En retour, la ville est invitée à ralentir et à remettre du naturel en son centre, que ce soit dans la végétalisation du bâti ou dans une meilleure intégration des besoins physiologiques fondamentaux. Comme l’observe Jacques Ferrier dans son ouvrage La Ville Machine (2021), il s’agit d’une rupture avec un paradigme historique : dans la pensée occidentale, la ville était conçue pour s’affranchir d’une nature menaçante grâce à un recours toujours plus accru à la technique, laquelle impose à son tour sa cadence aux habitants.

S’il ne s’agit pas de (re)nier les avantages de la technique, il convient pourtant de reconnaître la rançon du confort moderne, à savoir une certaine déshumanisation provoquée par le rythme et le gigantisme des infrastructures, sources de perte de sens pour nombre de citadins. Ce décalage s’illustre d’ailleurs dans la faible résilience des grandes mécaniques contemporaines en période de crise, comme l’a illustré la pandémie de COVID-19 : quelle pertinence pour des tours de bureaux ou un réseau de transports en commun au moment des injonctions à la distanciation sociale ? En définitive, « c’est comme si les infrastructures avaient transformé les hommes de sujets en objets » insiste Jacques Ferrier.

 

Dès lors, comment réinventer la ville et le bâtiment ?

« L’homme a son avenir entre les mains, la solution passe par une prise de conscience et un changement de nos comportements et habitudes » commente Gérard Delgi Despoti.

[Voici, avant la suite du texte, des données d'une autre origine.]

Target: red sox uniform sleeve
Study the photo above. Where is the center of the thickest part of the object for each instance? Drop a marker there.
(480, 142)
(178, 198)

Changer les pratiques passe en particulier par une attention renouvelée au bien-être physiologique et social des utilisateurs sur le plan de l’architecture comme du design intérieur des locaux. Il s’agit de remettre les sens au centre de la démarche constructive, à l’instar de l’approche de la ville sensuelle prônée par Jacques Ferrier. Par exemple, conserver des matériaux biosourcés dans leur version brute offre autant l’occasion de limiter l’impact écologique des ouvrages que de reconnecter les utilisateurs avec leur environnement proche.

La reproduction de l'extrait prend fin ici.